Moreover, a single line can also contain curly brackets multiple times. Example:
{a.b, c.d, e.f}@uni.somewhere, {x.y, z.k}@edu.com
results in:
a.b@uni.somewhere
c.d@uni.somewhere
e.f@uni.somewhere
x.y@edu.com
z.k@edu.com
Any suggestion on how I can parse this format to extract all email addresses? I'm trying with regexes but I'm currently struggling.
Pyparsing is a PEG parser that gives you an embedded DSL to build up parsers that can read through expressions like this, with resulting code that is more readable (and maintainable) than regular expressions, and flexible enough to add afterthoughts (wait, some parts of the email can be in quotes?).
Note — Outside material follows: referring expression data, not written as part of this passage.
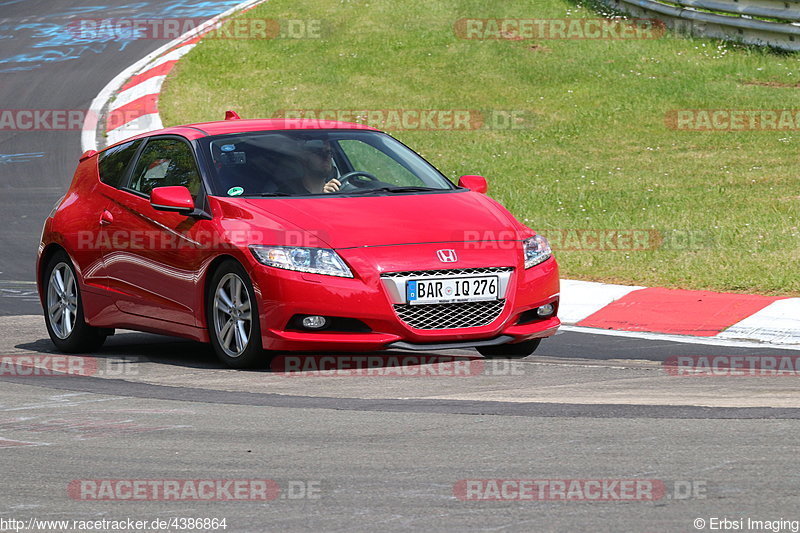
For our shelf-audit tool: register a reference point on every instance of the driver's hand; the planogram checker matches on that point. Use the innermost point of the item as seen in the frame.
(332, 186)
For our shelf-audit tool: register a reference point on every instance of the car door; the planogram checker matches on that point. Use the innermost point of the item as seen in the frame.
(155, 259)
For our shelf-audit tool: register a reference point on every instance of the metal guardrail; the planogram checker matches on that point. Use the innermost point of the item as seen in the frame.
(732, 19)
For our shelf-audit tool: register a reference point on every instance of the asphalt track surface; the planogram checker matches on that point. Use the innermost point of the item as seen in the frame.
(379, 453)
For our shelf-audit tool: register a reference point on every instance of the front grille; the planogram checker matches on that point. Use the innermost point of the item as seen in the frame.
(449, 316)
(446, 272)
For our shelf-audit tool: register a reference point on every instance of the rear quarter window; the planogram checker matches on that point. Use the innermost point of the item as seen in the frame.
(113, 163)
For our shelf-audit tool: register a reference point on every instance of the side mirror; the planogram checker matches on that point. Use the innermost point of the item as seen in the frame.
(474, 183)
(176, 199)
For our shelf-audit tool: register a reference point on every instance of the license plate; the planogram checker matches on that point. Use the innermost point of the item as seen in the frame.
(452, 290)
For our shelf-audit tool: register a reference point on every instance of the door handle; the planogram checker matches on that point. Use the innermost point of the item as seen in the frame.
(106, 218)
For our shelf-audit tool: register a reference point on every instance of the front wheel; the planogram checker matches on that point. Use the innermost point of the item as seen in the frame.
(509, 351)
(233, 324)
(63, 309)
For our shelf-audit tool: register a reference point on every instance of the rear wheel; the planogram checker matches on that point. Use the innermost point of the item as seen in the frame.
(233, 323)
(63, 311)
(509, 351)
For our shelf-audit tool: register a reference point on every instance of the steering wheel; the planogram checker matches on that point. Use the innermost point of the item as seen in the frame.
(366, 177)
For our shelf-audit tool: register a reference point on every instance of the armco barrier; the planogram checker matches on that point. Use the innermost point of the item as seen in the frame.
(760, 22)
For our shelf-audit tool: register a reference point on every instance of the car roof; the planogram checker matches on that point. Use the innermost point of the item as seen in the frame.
(220, 127)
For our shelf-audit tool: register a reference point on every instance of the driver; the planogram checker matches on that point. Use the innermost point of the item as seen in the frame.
(319, 168)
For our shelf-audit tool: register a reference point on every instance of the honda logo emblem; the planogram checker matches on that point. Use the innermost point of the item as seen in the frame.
(447, 256)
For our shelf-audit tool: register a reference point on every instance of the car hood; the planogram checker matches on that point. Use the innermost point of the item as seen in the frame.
(357, 221)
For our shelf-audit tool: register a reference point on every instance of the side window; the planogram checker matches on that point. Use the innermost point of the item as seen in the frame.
(113, 163)
(370, 159)
(164, 163)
pyparsing uses '+' and '|' operators to build up your parser from smaller bits. It also supports named fields (similar to regex named groups) and parse-time callbacks. See how this all rolls together below:
import pyparsing as pp
LBRACE, RBRACE = map(pp.Suppress, "{}")
email_part = pp.quotedString | pp.Word(pp.printables, excludeChars=',{}@')
# define a compressed email, and assign names to the separate parts
# for easier processing - luckily the default delimitedList delimiter is ','
compressed_email = (LBRACE
+ pp.Group(pp.delimitedList(email_part))('names')
+ RBRACE
+ '@'
+ email_part('trailing'))
# add a parse-time callback to expand the compressed emails into a list
# of constructed emails - note how the names are used
def expand_compressed_email(t):
return ["{}@{}".format(name, t.trailing) for name in t.names]
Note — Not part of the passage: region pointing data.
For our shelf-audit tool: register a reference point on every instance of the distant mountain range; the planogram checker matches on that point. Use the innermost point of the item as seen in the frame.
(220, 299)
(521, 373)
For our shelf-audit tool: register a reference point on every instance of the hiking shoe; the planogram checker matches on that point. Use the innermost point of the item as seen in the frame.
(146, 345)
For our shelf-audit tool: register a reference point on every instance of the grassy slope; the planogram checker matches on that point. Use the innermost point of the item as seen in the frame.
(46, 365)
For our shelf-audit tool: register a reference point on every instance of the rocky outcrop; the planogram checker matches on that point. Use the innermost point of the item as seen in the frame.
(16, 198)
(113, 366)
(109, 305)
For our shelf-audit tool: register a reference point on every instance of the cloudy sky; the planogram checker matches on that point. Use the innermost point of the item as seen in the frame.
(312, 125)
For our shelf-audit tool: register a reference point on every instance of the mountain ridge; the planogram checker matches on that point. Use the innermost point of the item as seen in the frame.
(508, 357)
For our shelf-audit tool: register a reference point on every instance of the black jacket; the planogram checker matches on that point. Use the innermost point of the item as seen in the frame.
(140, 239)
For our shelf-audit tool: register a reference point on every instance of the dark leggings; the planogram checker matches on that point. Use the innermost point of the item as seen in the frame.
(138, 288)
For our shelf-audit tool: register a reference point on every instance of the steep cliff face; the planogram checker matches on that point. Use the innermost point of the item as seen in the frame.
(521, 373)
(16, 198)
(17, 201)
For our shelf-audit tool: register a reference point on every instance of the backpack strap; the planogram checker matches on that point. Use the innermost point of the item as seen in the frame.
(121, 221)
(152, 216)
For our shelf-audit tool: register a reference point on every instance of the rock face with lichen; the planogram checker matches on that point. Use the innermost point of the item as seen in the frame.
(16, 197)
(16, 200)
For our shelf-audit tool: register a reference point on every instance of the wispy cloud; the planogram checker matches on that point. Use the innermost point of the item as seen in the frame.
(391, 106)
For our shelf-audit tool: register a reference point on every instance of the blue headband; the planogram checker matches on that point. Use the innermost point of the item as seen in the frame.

compressed_email.addParseAction(expand_compressed_email)
# some lists will just contain plain old uncompressed emails too
# Combine will merge the separate tokens into a single string
plain_email = pp.Combine(email_part + '@' + email_part)
# the complete list parser looks for a comma-delimited list of compressed
# or plain emails
email_list_parser = pp.delimitedList(compressed_email | plain_email)
pyparsing parsers come with a runTests
method to test your parser against various test strings:
tests = """\
# original test string
{a.b, c.d, e.f}@uni.somewhere, {x.y, z.k}@edu.com
# a tricky email containing a quoted string
{x.y, z.k}@edu.com, "{a, b}"@domain.com
# just a plain email
plain_old_bob@uni.elsewhere
# mixed list of plain and compressed emails
{a.b, c.d, e.f}@uni.somewhere, {x.y, z.k}@edu.com, plain_old_bob@uni.elsewhere
"""
email_list_parser.runTests(tests)
Prints:
# original test string
{a.b, c.d, e.f}@uni.somewhere, {x.y, z.k}@edu.com
['a.b@uni.somewhere', 'c.d@uni.somewhere', 'e.f@uni.somewhere', 'x.y@edu.com', 'z.k@edu.com']
# a tricky email containing a quoted string
{x.y, z.k}@edu.com, "{a, b}"@domain.com
['x.y@edu.com', 'z.k@edu.com', '"{a, b}"@domain.com']
# just a plain email
plain_old_bob@uni.elsewhere
['plain_old_bob@uni.elsewhere']
# mixed list of plain and compressed emails
{a.b, c.d, e.f}@uni.somewhere, {x.y, z.k}@edu.com, plain_old_bob@uni.elsewhere
['a.b@uni.somewhere', 'c.d@uni.somewhere', 'e.f@uni.somewhere', 'x.y@edu.com', 'z.k@edu.com', 'plain_old_bob@uni.elsewhere']
DISCLOSURE: I am the author of pyparsing.